For the organizations and countries involved, this helps provide for an advanced industrial base that continues to build and drive an ecosystem that supports powerful economic engines.

selectron · on July 14, 2016

If you just want ROI, you are better off spending your money elsewhere. This is evidenced by the lack of money most companies put into scientific research. Further the gains of science are in general hard to profit off of. (http://www.therichest.com/business/they-could-have-been-bill...)

Another major reason governments fund research is to produce people with PhDs. This is why the apprenticeship structure of academia is so sticky, and why in order to get tenure professors have to graduate students.

danielweber · on July 14, 2016

Price signals are how we tell people what research careers are worth considering.

Unless they don't mind working for peanuts, in which case there's no problem.

tostitos1979 · on July 14, 2016

Well .. it is a tournament model so price is misleading. Top researchers at industrial labs get paid a decent amount. The problem is (a) getting a coveted job, and (b) mobility when things eventually go south at your employer and they decide research is expendable.

projectramo · on July 14, 2016

I think both these points are true:

1. Society uses price signals to drive activity to areas "we" want to develop

2. In research, the tournament model prevails so a few winners get most of the gains

However, the question arises:

The tournament model prevails in many other domains including startups, the movie industry and so forth. However, in those areas most people don't feel that the enterprise is severely underfunded. (I am assuming this so if people have contrary data, I will re-assess).

The question stands: in spite of the tournament model, why does society fail to deliver enough reward for basic research when we as a society believe that there should be more of it.

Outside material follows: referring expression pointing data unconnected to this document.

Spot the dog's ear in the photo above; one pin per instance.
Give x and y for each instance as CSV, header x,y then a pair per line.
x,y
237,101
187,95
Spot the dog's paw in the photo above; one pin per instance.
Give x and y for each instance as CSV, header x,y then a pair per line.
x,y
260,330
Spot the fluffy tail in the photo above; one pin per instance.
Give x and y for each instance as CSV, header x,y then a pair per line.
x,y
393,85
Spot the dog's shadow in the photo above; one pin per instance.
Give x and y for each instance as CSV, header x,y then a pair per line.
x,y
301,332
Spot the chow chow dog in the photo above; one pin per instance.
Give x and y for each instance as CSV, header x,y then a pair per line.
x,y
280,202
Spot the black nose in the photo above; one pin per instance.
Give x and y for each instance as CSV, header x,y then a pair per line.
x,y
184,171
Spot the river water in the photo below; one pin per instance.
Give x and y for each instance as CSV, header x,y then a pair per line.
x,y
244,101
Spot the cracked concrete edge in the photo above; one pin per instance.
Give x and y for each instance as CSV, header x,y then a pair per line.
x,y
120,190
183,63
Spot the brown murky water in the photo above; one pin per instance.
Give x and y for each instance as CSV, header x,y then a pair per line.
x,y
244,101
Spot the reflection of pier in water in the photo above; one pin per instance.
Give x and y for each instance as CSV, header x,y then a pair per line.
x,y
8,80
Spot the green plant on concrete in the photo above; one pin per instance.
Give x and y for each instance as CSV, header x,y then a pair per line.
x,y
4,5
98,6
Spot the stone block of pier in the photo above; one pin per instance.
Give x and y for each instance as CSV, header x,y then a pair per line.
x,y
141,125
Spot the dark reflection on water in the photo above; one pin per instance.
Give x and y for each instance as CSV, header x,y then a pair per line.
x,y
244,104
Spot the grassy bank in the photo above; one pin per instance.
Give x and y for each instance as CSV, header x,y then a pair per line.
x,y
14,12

(We could ask the same of teachers, and so on.)

It could also be the case that "society", whatever that is, doesn't really feel that science is underfunded.

selectron · on July 14, 2016

The problem is that there are plenty of graduate students willing to work for peanuts.

mattkrause · on July 14, 2016

You also don't know how you stack up in the tournament. The people entering graduate school have usually done really well in undergrad. However, being in the top 1% (or whatever) of that small pool provides you with a lot less information than you'd think about your prospects in a pool of people who were also in the top 1% of their own undergrad classes.

Repeat for grad school->postdoc, postdoc->tenure track, and so on.

selectron · on July 15, 2016

I agree completely. I also think there is way more luck involved than people want to admit - a lot interesting results are unexpected, and there are so few jobs the timing has to work out for you. I have known plenty of great post docs who couldn't get a Professor job, and plenty of Professors who seem pretty mediocre.